This document provides a simple example of how to compare the out-of-sample performance of different models in the heuristica package.
Replication
# Use this seed to exactly replicate my tables and graphs below.
#set.seed(3)
# Remove it to see a new sampling-- and whether the overall conclusions still
# hold.
Helper functions
First let’s load the heuristica package to get the heuristics we will compare. It also includes functions to calculate accuracy.
Let’s enter the models we want to test:
Here’s a function that does cross-validation taking the vector of models, criterion column, columns to fit, the dataset, and the number of repetitions as input:
crossV <- function(vec_of_models, criterion_col, cols_to_fit, data, reps,training_proportion){
fitting <- vector()
prediction <- vector()
for(i in 1:reps){
#randomly sample training and test row indexes
train <- sample(1:nrow(data), nrow(data)*training_proportion)
test <- setdiff(1:nrow(data), train)
#create training and test set
training_set <- data[train,]
test_set <- data[test,]
# If a regression is overdetermined (e.g. has too many columns(), it will
# drop the right-most columns. To instead make it drop random columns,
# we shuffle the column order.
shuffled_cols_to_fit <- sample(cols_to_fit)
models<-list()
y <- 0
for (mod in vec_of_models) { #fit the models to the training_set
y <- y+1
models[[y]] <- mod(training_set, criterion_col, shuffled_cols_to_fit)
}
#calculate percentage of correct predictions
fittingAccuracy <- percentCorrectList(training_set, models)
predictionAccuracy <- percentCorrectList(test_set, models)
fitting <- rbind(fitting,fittingAccuracy)
prediction <- rbind(prediction,predictionAccuracy)
}
results <- (rbind(colMeans(fitting),colMeans(prediction)))

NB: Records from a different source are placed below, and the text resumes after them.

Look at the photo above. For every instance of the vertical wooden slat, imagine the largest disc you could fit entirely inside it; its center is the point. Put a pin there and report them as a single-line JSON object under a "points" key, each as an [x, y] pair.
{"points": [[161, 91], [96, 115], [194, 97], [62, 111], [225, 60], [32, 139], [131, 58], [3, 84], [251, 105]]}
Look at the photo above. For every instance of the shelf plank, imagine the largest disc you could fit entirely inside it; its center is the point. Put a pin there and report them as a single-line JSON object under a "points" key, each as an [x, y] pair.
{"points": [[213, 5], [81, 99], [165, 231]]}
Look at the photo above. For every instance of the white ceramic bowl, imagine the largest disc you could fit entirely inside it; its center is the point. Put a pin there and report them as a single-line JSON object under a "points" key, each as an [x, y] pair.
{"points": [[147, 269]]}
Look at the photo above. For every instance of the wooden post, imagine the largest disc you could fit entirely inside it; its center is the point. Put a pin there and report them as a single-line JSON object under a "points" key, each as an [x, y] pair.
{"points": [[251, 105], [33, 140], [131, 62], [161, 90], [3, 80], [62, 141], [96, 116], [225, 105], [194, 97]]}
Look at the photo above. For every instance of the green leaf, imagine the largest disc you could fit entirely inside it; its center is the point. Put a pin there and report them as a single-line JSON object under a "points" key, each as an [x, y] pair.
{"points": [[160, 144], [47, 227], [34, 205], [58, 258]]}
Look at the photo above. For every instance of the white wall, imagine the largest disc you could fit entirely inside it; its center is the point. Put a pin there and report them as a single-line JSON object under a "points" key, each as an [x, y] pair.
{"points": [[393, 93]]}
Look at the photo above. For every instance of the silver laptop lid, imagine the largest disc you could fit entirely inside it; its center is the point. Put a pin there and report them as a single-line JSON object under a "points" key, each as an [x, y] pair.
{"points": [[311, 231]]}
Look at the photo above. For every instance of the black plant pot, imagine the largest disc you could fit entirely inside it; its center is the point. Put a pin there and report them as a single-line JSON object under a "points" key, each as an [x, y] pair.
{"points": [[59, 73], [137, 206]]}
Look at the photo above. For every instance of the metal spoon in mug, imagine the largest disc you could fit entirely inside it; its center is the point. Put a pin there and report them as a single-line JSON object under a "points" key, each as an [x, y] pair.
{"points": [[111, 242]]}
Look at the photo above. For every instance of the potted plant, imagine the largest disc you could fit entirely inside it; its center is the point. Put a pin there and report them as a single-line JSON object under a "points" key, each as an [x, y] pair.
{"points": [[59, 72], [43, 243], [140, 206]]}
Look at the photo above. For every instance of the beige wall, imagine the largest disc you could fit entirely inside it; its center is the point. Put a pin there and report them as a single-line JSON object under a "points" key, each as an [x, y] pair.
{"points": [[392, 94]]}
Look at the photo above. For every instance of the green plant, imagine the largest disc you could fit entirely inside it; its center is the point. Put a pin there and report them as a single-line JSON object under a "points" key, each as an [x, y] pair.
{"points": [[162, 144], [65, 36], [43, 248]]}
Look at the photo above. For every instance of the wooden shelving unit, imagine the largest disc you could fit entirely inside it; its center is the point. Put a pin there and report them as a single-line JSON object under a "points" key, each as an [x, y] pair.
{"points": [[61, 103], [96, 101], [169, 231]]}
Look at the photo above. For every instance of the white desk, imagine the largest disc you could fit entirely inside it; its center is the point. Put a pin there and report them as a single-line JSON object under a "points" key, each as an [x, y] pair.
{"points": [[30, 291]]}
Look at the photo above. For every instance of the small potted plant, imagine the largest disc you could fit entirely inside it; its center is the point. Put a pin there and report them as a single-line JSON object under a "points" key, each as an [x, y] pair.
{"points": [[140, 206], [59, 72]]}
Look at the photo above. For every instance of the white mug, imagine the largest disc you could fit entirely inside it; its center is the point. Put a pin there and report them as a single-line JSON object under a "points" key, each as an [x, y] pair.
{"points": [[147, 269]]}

rownames(results) <- c("Fitting","Prediction")
results
}
City population
Then we can just run this function to calculate predictive accuracy for different training and test set sizes. First let’s have the models predict the populations of 83 German cities using 9 binary cues. The criterion column may change depending on your data set, so set it correctly!
data("city_population")
data_set <- city_population
criterion_col <- 3
cols_to_fit <- 4:ncol(data_set)
Below we have the models train on 0.5 of the data (50%) and predict the other half, and we repeat this for 100 samples of splitting the data in half.
reps <- 100
training_proportion <- 0.5
results <- crossV(vec_of_models, criterion_col, cols_to_fit, data_set, reps,training_proportion)
round(results, 1)
## ttbModel unitWeightModel regModel minModel
## Fitting 75.5 73.8 76.3 70.5
## Prediction 72.1 71.3 73.0 68.4
Finally, let’s plot the results:
## Warning in type.convert.default(X[[i]], ...): 'as.is' should be specified by
## the caller; using TRUE
## Warning in type.convert.default(X[[i]], ...): 'as.is' should be specified by
## the caller; using TRUE
colnames(p) <- c("condition","model","value")

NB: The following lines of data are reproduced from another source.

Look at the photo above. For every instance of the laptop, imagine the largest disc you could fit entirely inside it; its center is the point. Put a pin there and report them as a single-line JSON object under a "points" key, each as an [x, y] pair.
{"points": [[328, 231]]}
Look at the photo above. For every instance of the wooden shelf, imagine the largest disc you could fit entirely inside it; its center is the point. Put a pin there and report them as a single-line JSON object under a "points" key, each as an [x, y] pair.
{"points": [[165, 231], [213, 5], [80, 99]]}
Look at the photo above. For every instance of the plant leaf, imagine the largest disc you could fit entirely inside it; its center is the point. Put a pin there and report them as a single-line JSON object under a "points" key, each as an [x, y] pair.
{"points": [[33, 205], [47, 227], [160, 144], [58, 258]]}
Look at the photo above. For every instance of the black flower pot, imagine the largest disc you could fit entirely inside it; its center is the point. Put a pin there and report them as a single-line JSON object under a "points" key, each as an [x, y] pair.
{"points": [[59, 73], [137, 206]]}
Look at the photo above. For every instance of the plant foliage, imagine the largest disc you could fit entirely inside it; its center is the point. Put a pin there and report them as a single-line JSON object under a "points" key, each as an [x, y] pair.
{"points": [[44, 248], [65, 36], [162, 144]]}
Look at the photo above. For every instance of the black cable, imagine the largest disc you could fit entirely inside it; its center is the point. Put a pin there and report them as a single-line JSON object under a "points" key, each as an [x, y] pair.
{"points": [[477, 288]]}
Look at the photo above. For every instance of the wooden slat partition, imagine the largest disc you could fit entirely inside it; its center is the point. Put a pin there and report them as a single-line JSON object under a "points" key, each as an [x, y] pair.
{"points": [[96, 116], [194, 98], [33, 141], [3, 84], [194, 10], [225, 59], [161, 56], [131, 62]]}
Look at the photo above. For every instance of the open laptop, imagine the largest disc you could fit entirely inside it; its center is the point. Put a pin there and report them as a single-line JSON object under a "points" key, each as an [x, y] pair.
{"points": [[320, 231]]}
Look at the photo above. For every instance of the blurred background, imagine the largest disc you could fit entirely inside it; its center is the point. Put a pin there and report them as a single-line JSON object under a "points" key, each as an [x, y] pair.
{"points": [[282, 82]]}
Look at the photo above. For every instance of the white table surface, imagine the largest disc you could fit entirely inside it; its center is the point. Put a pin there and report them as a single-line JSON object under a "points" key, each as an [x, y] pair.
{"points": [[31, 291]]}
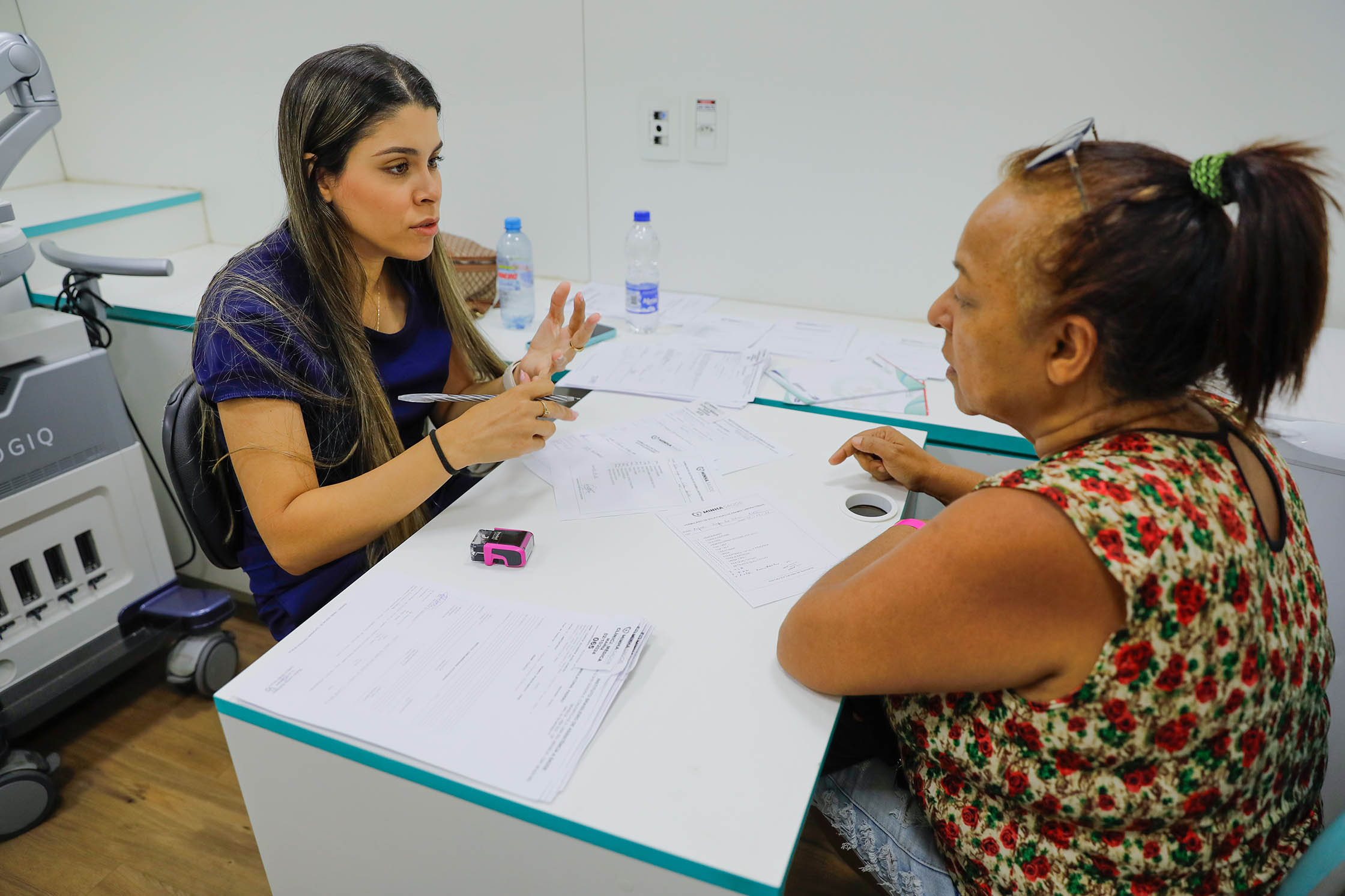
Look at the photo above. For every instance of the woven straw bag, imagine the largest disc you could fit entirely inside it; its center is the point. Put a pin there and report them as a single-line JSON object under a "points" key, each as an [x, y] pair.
{"points": [[475, 268]]}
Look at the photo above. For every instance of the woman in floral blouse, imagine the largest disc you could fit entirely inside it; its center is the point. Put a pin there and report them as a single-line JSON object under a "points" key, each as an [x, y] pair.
{"points": [[1108, 667]]}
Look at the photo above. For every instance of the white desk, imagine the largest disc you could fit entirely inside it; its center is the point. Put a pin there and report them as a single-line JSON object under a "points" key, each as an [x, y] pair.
{"points": [[700, 777]]}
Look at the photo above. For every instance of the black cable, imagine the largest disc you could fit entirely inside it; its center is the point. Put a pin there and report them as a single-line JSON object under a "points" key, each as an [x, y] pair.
{"points": [[71, 301], [167, 488]]}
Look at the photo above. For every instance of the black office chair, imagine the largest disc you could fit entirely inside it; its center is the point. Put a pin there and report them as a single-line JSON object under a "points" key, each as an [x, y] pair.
{"points": [[210, 500]]}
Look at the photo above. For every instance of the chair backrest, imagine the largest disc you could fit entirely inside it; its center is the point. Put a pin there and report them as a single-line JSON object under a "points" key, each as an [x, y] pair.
{"points": [[210, 500]]}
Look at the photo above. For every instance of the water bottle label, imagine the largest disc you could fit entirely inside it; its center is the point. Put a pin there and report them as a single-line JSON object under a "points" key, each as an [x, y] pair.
{"points": [[642, 299], [513, 277]]}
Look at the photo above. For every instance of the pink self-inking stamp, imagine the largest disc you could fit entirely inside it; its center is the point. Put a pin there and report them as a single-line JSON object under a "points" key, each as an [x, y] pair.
{"points": [[512, 547]]}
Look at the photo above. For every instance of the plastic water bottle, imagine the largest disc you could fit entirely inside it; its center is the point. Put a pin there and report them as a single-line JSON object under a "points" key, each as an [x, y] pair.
{"points": [[514, 275], [642, 275]]}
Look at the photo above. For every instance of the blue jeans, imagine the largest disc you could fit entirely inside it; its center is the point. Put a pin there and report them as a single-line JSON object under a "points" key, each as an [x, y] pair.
{"points": [[880, 820]]}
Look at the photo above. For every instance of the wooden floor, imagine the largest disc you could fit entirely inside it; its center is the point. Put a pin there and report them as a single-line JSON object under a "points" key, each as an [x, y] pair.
{"points": [[151, 805]]}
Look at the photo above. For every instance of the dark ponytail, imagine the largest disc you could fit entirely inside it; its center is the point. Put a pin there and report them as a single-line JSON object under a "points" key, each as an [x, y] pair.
{"points": [[1176, 290], [1275, 271]]}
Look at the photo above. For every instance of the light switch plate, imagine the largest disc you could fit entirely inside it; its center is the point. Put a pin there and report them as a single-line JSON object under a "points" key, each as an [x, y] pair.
{"points": [[708, 127]]}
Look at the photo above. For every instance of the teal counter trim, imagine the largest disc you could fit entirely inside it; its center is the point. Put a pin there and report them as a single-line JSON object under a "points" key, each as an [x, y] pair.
{"points": [[1011, 445], [132, 314], [498, 804], [112, 214]]}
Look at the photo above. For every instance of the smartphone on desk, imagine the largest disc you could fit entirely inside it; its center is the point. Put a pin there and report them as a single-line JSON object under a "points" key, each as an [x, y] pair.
{"points": [[600, 332]]}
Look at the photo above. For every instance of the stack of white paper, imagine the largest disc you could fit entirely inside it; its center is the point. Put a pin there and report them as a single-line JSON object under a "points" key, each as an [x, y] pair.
{"points": [[701, 429], [611, 488], [922, 361], [760, 550], [869, 383], [674, 308], [721, 334], [660, 370], [505, 694], [810, 339]]}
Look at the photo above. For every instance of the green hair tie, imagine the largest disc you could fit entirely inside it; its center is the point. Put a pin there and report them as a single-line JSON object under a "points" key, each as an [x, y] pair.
{"points": [[1207, 176]]}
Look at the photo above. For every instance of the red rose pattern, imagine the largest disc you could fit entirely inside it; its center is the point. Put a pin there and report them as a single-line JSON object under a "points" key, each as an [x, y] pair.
{"points": [[1078, 785], [1131, 660]]}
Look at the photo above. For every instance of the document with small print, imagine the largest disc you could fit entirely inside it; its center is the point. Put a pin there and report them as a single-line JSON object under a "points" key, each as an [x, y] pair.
{"points": [[662, 370], [809, 339], [755, 546], [502, 692], [703, 429], [611, 488]]}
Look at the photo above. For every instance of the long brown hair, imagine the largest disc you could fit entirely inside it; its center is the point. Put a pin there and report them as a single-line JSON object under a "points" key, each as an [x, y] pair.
{"points": [[330, 104], [1177, 290]]}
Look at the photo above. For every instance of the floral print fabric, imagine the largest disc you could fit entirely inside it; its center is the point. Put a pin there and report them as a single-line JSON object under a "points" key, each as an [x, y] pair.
{"points": [[1192, 758]]}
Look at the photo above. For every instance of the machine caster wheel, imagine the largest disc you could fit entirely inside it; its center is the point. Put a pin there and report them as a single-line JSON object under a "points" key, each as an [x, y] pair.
{"points": [[206, 661], [27, 792]]}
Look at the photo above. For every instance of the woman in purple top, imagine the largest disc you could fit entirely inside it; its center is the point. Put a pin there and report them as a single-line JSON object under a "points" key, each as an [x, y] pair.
{"points": [[304, 340]]}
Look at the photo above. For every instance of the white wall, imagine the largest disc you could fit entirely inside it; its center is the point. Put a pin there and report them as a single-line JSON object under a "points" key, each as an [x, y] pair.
{"points": [[178, 94], [862, 133], [861, 136]]}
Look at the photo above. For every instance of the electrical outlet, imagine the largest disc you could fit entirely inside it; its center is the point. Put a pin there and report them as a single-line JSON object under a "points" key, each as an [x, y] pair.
{"points": [[708, 127], [658, 132]]}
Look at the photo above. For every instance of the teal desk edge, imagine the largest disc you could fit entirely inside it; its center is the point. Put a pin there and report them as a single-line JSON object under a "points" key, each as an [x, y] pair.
{"points": [[131, 314], [498, 804], [1012, 445], [112, 214]]}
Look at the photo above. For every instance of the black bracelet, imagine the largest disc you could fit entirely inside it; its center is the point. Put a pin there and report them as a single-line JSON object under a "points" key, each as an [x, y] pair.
{"points": [[434, 440]]}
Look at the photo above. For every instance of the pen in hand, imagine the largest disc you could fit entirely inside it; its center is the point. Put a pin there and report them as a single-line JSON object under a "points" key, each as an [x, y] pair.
{"points": [[427, 398]]}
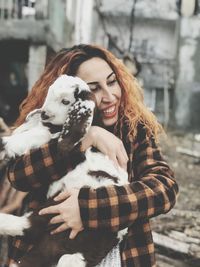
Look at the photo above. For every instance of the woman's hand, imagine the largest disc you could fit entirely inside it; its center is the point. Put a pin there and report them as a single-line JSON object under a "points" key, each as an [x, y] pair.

ggplot(p, aes(x=condition, y=value, colour=model,group=model)) +
geom_line() +
geom_point() +
xlab("Condition") + ylab("Proportion correct")
High school drop-outs
Now do the same analysis for the high school drop-out data set. It has 23 real-valued cues (rather than binary cues) for 63 Chicago public high schools.

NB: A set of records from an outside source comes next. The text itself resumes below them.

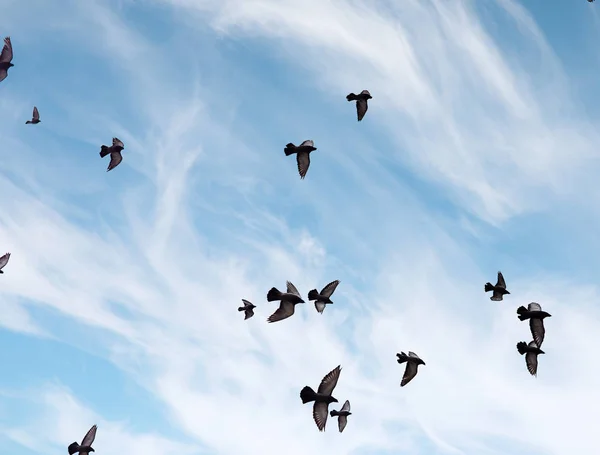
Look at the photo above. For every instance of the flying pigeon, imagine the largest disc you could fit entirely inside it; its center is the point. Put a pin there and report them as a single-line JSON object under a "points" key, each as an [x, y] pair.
{"points": [[323, 298], [36, 117], [361, 102], [86, 445], [342, 415], [536, 316], [115, 153], [302, 155], [322, 397], [3, 261], [531, 350], [412, 363], [499, 289], [248, 308], [5, 58], [289, 300]]}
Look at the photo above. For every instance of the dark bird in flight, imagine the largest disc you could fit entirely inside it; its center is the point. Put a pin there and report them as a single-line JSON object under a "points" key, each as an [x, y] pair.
{"points": [[342, 415], [536, 316], [36, 117], [322, 397], [3, 261], [322, 298], [412, 364], [248, 308], [499, 289], [361, 102], [5, 58], [531, 352], [86, 445], [302, 155], [115, 153], [288, 299]]}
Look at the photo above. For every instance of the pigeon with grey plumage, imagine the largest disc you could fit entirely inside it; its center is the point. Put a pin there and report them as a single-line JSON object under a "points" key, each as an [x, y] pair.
{"points": [[361, 102], [531, 352], [342, 415], [5, 58], [86, 445], [115, 153], [288, 299], [248, 308], [536, 316], [322, 397], [302, 155], [322, 298], [412, 364], [499, 290]]}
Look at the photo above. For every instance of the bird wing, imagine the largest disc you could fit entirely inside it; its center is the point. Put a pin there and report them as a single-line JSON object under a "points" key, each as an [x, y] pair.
{"points": [[330, 288], [285, 310], [329, 381]]}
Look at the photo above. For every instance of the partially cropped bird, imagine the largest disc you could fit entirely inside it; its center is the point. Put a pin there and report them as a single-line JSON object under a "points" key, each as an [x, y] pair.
{"points": [[302, 155], [536, 316], [322, 397], [36, 117], [86, 444], [499, 289], [248, 308], [288, 299], [412, 364], [531, 350], [342, 415], [5, 58], [115, 153], [361, 102], [322, 298]]}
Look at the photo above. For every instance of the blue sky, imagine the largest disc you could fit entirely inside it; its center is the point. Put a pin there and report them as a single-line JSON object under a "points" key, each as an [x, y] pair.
{"points": [[478, 153]]}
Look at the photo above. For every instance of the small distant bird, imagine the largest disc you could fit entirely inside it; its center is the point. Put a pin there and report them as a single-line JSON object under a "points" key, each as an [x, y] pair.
{"points": [[86, 445], [342, 415], [499, 289], [289, 300], [532, 350], [302, 155], [248, 308], [3, 261], [412, 364], [361, 102], [5, 58], [322, 298], [322, 397], [536, 316], [36, 117], [115, 153]]}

Note that this data set has na’s, so we use na.omit to clean them because not all heuristics can handle them properly.
data(highschool_dropout)
data_set <- na.omit(highschool_dropout)
criterion_col <- 4
cols_to_fit <- 6:ncol(data_set)
reps <- 100
training_proportion <- 0.5
results <- crossV(vec_of_models, criterion_col, cols_to_fit, data_set, reps,training_proportion)
rownames(results) <- c("Fitting","Prediction")
p <- melt(results)
## Warning in type.convert.default(X[[i]], ...): 'as.is' should be specified by
## the caller; using TRUE
## Warning in type.convert.default(X[[i]], ...): 'as.is' should be specified by
## the caller; using TRUE
colnames(p) <- c("condition","model","value")
ggplot(p, aes(x=condition, y=value, colour=model,group=model)) +
geom_line() +
geom_point() +
xlab("Condition") + ylab("Proportion correct")
Discussion
The performance of all models drops when they are predicting unseen data. In the city population dataset the rank-order of the models remains the same for fitting and prediction. However, when predicting high-school dropout some of the simple models (TTB and UnitWeightModel) outperform linear regression in prediction. These results suggests that different environmental structures (such as the number of cues in the environment) favor different strategies.
How would other models compare to take-the-best? Try some of the existing models in the heuristica package (e.g., logRegModel for logistic regression) or create your own model (see vignette on ‘how to make a heuristic’).